There is much detail to deconstruct in the first three stanzas, but doing so is beyond the scope of this brief commentary. We should though admire the richness of Herbert's metaphors, the compactness and fluidity of the words and phrases, and the typically expressive language - 'lullings' and 'relishes' are especially fine examples of his art.
The ten-line stanzas are beautifully balanced, with alternate lines rhyming either side of a central couplet, and with the typically Herbertian terse four-word endings beginning with 'Yet..' demonstrating the simplicity and power of his rhetorical skill.
The final stanza is in some ways the most interesting, because it calls into question Izaak Walton's assertion that Herbert's change of lifestyle was forced upon him by events, and by his poor health. The poet maintains that his is a conscious decision made in full awareness of the implications, and he reflects the scripture directly by describing the cost in commercial terms - he is in no doubt about 'the rate and price' of his commitment. In this stanza, the 'Yet..' comes at the start of the seventh line, presaging a typical Herbertian conclusion. Despite all that has gone before, he realises that his new direction of travel was actually chosen not by himself, but by God.

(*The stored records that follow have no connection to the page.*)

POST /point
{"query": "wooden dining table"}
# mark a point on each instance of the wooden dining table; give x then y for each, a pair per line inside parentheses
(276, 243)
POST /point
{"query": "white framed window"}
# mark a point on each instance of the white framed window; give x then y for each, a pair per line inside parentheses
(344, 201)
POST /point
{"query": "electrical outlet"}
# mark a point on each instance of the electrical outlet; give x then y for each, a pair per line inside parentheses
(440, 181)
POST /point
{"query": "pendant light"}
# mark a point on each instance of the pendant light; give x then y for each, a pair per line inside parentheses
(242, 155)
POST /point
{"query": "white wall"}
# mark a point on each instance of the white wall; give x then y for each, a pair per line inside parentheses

The fact that this poem appears in the earlier of the two manuscripts of 'The Temple' suggests that it was probably written before George Herbert came to Bemerton (although it was almost certainly revised here). Nevertheless, as the priest of a rural parish he knew very well the power of using parables to preach to his flock, and this one must have held a special appeal for him. He had paid dearly for following his calling, but for him clearly it was a price worth paying.